第9話 勉強と意欲
「お母さん、お父さんまだ?」
真弦がキッチンへやってきて、珍しく父親のことを尋ねた。
近頃は残業と言って午前様も珍しくない夫なので、この時間になっても不在である。夕食の後片付けをしていた手を止めて、鈴子は両手をタオルで拭いた。
「まだよ。どうかしたの?」
「ネットの調子が悪いのか、繋がらないんだ。今日クラスの奴らとオンラインでクエストやる約束なんだけど。」
「・・・お母さんでよければ見てみましょうか。」
普段はインターネット環境などの通信関係や、家電の扱いなどは夫の賢が全てやってくれていた。
「えっ。母さんわかんの?」
「どうかしらね?」
意味有りげに笑って、鈴子は長男が握っているコントローラーを受け取った。
切れ長の目を丸くして真弦が見つめる前で、鈴子はコントローラーを操作して次々に画面を切り替えていく。

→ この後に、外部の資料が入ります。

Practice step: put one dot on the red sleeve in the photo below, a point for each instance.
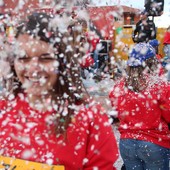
(165, 103)
(102, 142)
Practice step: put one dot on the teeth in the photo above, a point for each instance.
(37, 79)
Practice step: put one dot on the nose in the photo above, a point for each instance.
(34, 65)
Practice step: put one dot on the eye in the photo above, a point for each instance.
(47, 58)
(24, 58)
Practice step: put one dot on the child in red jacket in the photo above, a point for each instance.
(142, 100)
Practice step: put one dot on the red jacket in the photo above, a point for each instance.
(166, 39)
(28, 134)
(145, 115)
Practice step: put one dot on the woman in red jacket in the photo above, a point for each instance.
(142, 101)
(46, 121)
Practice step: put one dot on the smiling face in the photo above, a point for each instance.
(35, 65)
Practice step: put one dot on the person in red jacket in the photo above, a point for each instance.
(46, 121)
(142, 101)
(166, 59)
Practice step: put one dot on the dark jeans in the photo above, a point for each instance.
(142, 155)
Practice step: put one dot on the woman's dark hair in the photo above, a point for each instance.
(68, 88)
(136, 76)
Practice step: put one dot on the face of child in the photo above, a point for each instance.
(35, 65)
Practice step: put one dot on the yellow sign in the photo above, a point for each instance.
(7, 163)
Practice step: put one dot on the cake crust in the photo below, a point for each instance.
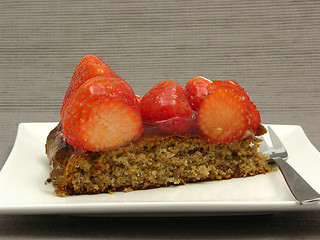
(150, 163)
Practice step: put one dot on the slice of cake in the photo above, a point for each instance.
(110, 140)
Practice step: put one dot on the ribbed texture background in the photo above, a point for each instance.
(271, 48)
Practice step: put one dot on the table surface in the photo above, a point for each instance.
(271, 48)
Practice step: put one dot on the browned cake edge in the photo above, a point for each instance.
(150, 163)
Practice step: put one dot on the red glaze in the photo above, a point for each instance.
(167, 108)
(89, 67)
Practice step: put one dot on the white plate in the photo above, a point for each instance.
(22, 188)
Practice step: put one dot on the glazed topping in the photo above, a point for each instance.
(166, 108)
(101, 111)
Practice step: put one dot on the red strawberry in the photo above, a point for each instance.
(166, 108)
(227, 83)
(103, 113)
(89, 67)
(196, 90)
(223, 116)
(254, 116)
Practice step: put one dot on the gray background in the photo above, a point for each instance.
(271, 48)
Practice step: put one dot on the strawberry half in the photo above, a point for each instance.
(223, 116)
(89, 67)
(166, 108)
(198, 89)
(254, 116)
(103, 113)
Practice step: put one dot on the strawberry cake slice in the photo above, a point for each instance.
(109, 139)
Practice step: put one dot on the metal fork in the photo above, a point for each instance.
(300, 189)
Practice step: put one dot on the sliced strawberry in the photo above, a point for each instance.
(103, 113)
(227, 83)
(223, 116)
(196, 90)
(166, 108)
(254, 116)
(89, 67)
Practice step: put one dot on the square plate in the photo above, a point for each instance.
(22, 188)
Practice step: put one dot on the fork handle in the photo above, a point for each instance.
(300, 189)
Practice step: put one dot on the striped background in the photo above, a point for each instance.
(271, 48)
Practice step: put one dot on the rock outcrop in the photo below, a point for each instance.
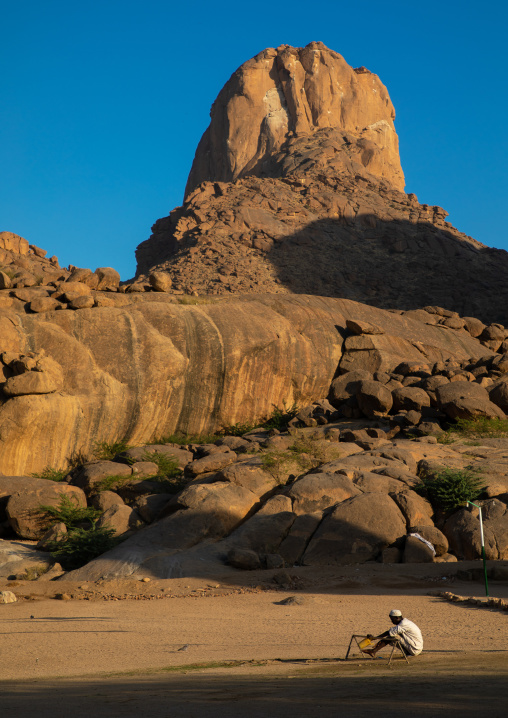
(293, 92)
(296, 187)
(71, 378)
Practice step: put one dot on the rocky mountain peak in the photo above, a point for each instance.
(281, 98)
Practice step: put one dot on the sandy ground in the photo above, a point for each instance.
(121, 657)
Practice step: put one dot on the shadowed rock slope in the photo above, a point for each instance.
(151, 367)
(289, 196)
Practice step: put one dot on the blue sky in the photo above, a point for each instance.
(103, 104)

「んー、これは期限切れよ。新しく通信用のカード買ってきて更新しないと繋がらないわ。」
「えっ!?マジか。それ困る。今夜九時から皆で集まる約束してんだよ。」
「・・・どうにかしてやらないでもないわよ?お母さんとの約束守れるなら、繋げられるようにしてあげるわ。」
「約束?」
「今度の定期テストで、五教科合計点を350点以上取ること。」
「えー・・・。無理。」
「そうかしらね?全教科を平均点以上取れとか言ってるわけじゃないわよ。ばらつきが有ってもいいから、なんとかして350点くらい取ってみせなさい。お母さんは、ゲームをやるなとは言わない。極論言うなら、テストで満点とれて部活もエースなら家で何時間ゲームしてたってかまわないと思ってる。」
「そんなんできっこないじゃん。」
「だったら350点くらい取りなさい。でなきゃ、もうゲームは出来ないわよ。」
「それは、嫌だ。・・・350かぁ・・・」
「わからないところが有るならいいなさい。教えてあげる。優希だって教えてくれるわよ。」
「えええ・・・。姉貴が成績いいのは知ってるけど。」
「どうしてもって言うなら塾も考えるわ。」
「うわ、最悪。」
鈴子はコントローラーを息子へ返した。
そして、渋い顔をする長男をじっと見つめ諭すように言う。
「あなた自身だって、このままでいいなんて本当は思ってないでしょう?スタートは早いほどいいのよ。」
そんな母親を、上目遣いで見上げる真弦は低い声で言った。
「・・・今から頑張れば、父さんよりもいい高校行ける?」
「可能性は充分にあるわ。」
身長は母親よりも高い息子は、それなのに上目遣いなのだ。身体は大きくてもまだ子供で、母親に頭が上がらないことがわかっている。
切れ長の目と上背が高いのは夫の賢によく似ている。けれど、もっともっといい男に成長するはずだ、と思うのは、鈴子の親馬鹿なのかもしれないけれど。
「・・・ほんと?」
「行けるわよ。あなた次第。」
「部活両立でもいける?」
「っていうか、スポーツやってた子って体力が有るから、意外と有利なのよ。勉強するのも体力が基本なんだからね。自慢じゃないけど、お母さんだって中学も高校もずっと剣道部だったわよ。」
「そんで大学も現役合格なんだよな。母さんは。・・・なんかそう思うとすげぇ。」
「えっへん!あなたはそんな母さんの自慢の息子なんだから、やれば出来るよ。」
真弦は不意に笑って、母親の顔をもう一度見た。
「約束する。だから今夜はオンラインゲーム繋いで欲しい。お願い、母上様。」
「よかろう!」
真弦がどうして父親の高校を引き合いに出したのかについては、今は問わないでおく。その理由にいくつか思い当たることがあったけれど、鈴子は何も言わなかった。